W Sejmie podczas pierwszego posiedzenia zrobiło się wesoło. Poseł Janusz Sanocki, startujący z list KWW Kukiz’15, pojawił się na mównicy z wnioskiem, by piątkowe posiedzenia kończyły się o godz. 12.
– Składam taki wniosek dla oszczędności naszego czasu, prosiłbym, by niezależnie od tego jak długo będziemy obradować we wszystkie dni tygodnia, to w piątek żeby obrady Sejmu kończyły się w południe o 12, byśmy mogli spokojnie dotrzeć do swoich okręgów wyborczych – wnioskował Sanocki.

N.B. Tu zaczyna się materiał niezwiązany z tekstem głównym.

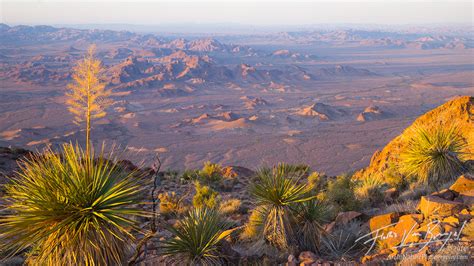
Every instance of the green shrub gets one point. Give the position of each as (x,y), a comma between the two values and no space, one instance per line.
(317,181)
(198,239)
(253,230)
(211,172)
(230,206)
(171,204)
(190,175)
(205,196)
(342,243)
(433,154)
(340,193)
(394,178)
(310,216)
(370,189)
(70,209)
(275,192)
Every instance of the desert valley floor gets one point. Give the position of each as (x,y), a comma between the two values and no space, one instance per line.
(251,103)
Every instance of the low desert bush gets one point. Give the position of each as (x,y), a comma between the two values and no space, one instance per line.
(205,196)
(370,189)
(190,175)
(394,178)
(71,209)
(343,244)
(210,172)
(198,239)
(310,216)
(317,181)
(433,154)
(171,204)
(253,229)
(230,206)
(340,194)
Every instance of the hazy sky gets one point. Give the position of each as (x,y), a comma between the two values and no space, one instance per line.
(263,12)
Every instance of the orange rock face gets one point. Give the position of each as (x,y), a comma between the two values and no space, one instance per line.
(432,206)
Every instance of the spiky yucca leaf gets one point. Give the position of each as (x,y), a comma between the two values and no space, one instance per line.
(433,154)
(70,209)
(198,238)
(277,190)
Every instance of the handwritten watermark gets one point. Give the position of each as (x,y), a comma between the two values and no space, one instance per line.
(431,234)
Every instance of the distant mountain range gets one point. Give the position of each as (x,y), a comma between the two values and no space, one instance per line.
(175,67)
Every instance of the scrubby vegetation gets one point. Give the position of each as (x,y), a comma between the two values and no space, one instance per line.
(71,209)
(276,191)
(205,196)
(79,207)
(340,193)
(434,154)
(198,239)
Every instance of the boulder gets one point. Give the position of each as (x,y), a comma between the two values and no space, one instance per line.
(432,206)
(404,231)
(382,221)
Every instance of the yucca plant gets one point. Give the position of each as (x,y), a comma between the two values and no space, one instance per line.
(311,215)
(346,242)
(198,238)
(88,97)
(276,191)
(70,209)
(433,154)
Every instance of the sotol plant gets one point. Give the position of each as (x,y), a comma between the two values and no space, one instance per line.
(88,97)
(276,192)
(70,209)
(433,154)
(198,238)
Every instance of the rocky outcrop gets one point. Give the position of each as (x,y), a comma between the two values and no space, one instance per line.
(321,111)
(459,111)
(371,113)
(444,219)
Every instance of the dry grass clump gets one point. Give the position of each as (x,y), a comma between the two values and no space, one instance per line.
(433,154)
(342,244)
(171,204)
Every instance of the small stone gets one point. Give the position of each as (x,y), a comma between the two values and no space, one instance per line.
(436,206)
(464,215)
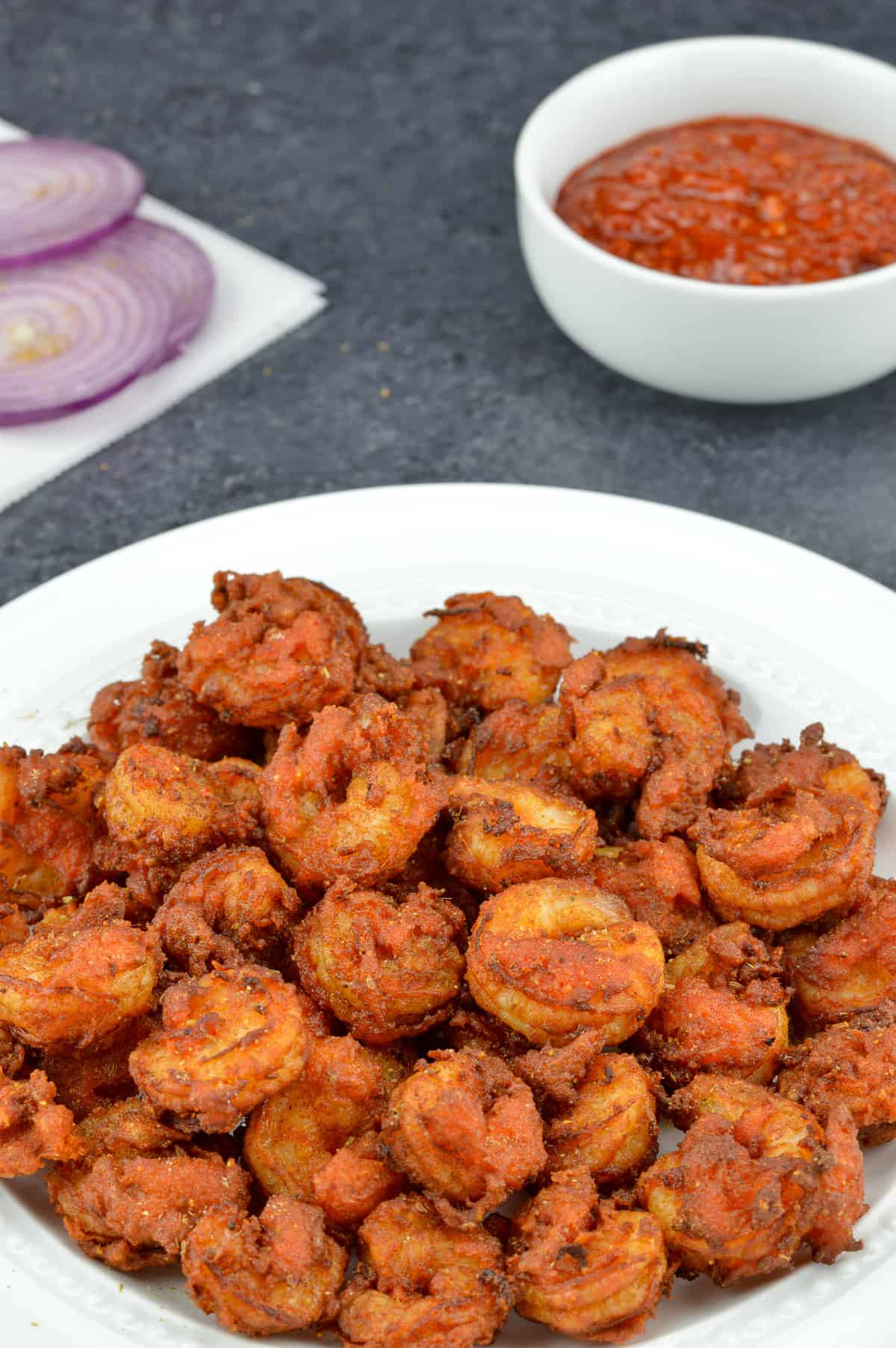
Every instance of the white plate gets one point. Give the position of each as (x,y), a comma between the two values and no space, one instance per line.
(802,638)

Poseł wywołał radość swoich kolegów, ale miał jeszcze jedną interpelację: – Mam jeszcze dwie formalne uwagi: prosiłbym, by pan marszałek oszczędnie gospodarował przerwami. Żebyśmy nie mieli wrażenia, że głównie z przerw składa się nasze obradowanie. Żeby równie oszczędnie operować wszystkimi laudacjami, bo na przykład przy wczorajszych wyborach wicemarszałków wątpię, czy to informacja, że pan marszałek Terlecki był za młodu hippisem, a pani marszałek Kidawa-Błońska wiedzie swój ród od Adama i Ewy wprost przyczyniła się do wyboru państwa. Czego zresztą wyboru serdecznie gratuluję – oznajmił.